If you're looking for evidence that hacking for a cause is sweeping the nation, this weekend's National Day of Civic Hacking, which boasts 95 affiliated events across the country, may just convince you.
The White House led event, June 1-2, aims to unite everyday citizens, coders, hackers and entrepreneurs to build civic solutions leveraging government data.
Referencing Americans' can-do spirit with Rosie the Riveter imagery, the event is described as an opportunity to advance the principles of transparency, participation and collaboration. "The event will leverage the expertise and entrepreneurial spirit of those outside federal, state and local government to drive meaningful, technology-based solutions for federal, state and local government," the website reads.
A number of challenges are being issued in conjunction with the event, by agencies like NASA, the Census Bureau, FEMA and the USDA. Event participants are asked to use data sets from these agencies to create new solutions that will have impacts on local communities. Home-grown iterations of the National Day of Civic Hacking will take many different forms across the country.
The state of Hawaii recently passed an open data initiative that takes effect July 1, requiring the CIO to develop policies and procedures for implementation. The new law serves as tangible proof of Hawaii's commitment to transparency, also evidenced at the local level.
Hawaii's answer to the national hacking event, Hack to the Future, builds on a series of local events that have galvanized Hawaiians in support of civic solutions built on open data. "The community of civic innovators in Hawaii continues to grow, and it's encouraging to see collaborations, events like Hack to the Future, flourish between government and engaged citizens," said Burt Lum, executive director of Hawaii Open Data, via email.
Crowdsourcing Newark's Website
Newark, N.J., Mayor Cory Booker is inviting local technophiles to compete for a shot at a $15,000 contract to redesign the city's website in conjunction with the national event. As part of its Build in Brick City program that encourages civic-minded innovators to contribute to the city's high-tech evolution, contestants can start coding on June 1 and present website ideas to Booker on June 9.
"It just so happens that western North Carolina is one of the most food-insecure parts of the country, so it's a very valid thing to be working on for this area, just to address issues of hunger and food access," Asheville GIS analyst Scott Barnwell explained toGovernment Technology last March.
According to the event website, participants in Hack for Food are asked to align their activities with the stated goals of the Asheville Buncombe Food Policy Council, an organization dedicated to ensuring that local residents have access to nutritious, locally grown food throughout the year.
Health-Oriented Collaboration in Milwaukee
Milwaukee's event for the National Day of Civic Hacking is focused on preventative health. "The goal of BuildHealth3 is to raise awareness about both the need and opportunity for innovation in the preventative health space," organizer Tim Syth explained, adding that improvements in various arenas, such as education, transportation and housing, can contribute to improved preventative health for the community. That breadth illustrates how every facet of the community can bring value to the conversation around preventative health.

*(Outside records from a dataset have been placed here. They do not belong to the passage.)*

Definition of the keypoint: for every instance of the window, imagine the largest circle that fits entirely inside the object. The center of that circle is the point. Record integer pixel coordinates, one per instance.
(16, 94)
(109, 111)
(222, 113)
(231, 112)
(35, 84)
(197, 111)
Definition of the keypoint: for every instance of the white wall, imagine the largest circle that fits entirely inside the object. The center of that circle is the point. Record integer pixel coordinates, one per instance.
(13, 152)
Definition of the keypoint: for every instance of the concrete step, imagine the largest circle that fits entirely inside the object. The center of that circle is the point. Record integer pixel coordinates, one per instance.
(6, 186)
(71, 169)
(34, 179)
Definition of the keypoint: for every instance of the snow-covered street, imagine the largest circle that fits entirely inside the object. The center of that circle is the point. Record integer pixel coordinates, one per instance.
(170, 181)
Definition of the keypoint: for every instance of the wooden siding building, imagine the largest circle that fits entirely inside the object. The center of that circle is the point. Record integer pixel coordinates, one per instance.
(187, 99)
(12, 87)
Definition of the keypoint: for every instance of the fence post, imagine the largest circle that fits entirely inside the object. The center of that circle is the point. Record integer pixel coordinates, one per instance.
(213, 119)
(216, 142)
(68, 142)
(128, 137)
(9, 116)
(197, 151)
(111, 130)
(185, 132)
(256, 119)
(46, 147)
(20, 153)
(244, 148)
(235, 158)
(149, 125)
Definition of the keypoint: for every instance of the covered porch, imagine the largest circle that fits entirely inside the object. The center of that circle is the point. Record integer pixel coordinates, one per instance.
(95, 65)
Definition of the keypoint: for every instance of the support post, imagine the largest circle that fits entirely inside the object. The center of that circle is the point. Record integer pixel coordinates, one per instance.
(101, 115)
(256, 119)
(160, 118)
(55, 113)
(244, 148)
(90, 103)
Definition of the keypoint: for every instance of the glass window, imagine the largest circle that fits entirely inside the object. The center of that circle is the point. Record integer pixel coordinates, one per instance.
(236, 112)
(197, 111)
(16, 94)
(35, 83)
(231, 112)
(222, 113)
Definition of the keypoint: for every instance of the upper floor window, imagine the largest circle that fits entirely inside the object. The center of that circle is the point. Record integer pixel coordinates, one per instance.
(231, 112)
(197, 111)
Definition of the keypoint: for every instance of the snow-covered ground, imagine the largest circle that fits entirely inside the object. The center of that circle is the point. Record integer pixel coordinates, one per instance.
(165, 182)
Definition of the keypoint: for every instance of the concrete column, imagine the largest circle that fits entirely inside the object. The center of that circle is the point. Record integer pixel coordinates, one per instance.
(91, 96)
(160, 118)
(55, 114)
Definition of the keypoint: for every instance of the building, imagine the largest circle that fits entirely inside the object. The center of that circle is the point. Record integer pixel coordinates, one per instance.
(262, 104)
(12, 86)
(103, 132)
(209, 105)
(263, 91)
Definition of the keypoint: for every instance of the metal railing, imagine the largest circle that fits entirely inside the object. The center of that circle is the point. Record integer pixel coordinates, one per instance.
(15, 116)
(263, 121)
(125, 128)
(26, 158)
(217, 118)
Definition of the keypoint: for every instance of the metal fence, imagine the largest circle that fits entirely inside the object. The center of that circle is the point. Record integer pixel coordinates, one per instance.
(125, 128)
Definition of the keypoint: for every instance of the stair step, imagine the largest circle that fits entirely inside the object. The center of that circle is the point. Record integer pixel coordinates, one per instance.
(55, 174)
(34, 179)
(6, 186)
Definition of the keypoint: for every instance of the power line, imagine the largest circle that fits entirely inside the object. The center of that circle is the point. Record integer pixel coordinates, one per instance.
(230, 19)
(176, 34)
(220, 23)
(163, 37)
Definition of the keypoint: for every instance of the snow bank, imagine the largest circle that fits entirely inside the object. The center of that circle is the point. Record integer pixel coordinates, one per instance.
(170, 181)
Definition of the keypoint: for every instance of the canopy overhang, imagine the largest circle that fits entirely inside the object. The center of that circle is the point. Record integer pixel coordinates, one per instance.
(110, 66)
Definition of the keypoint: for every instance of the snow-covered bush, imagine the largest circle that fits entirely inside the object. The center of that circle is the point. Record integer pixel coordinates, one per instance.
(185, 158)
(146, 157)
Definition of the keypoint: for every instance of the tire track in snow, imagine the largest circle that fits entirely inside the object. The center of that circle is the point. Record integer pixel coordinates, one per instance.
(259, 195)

According to Syth, director of collaborative project space Bucketworks as well as the BuildHealth organization, the hope is that the event will engage a broad cross-section of community members, extending far beyond traditional health-care providers. "The long-term goal is to make Milwaukee a place where the community decided to spend its health dollars on keeping people healthy," he added.
The Birthplace of Hacking
The Bay Area's technology hub around Silicon Valley will be well represented this weekend, with two events scheduled in San Francisco, one in Oakland, one at Google headquarters in Mountain View and a CityCamp event in Palo Alto.
Like many other cities with active tech communities, Palo Alto's event builds on the success of past hackathon-style initiatives. "We want to engage lots of folks to build apps that will provide lots more value to our community," Palo Alto CIO Jonathan Reichental told Government Technology earlier this year. "This notion of hacking is now core to how we believe we can get results," he added.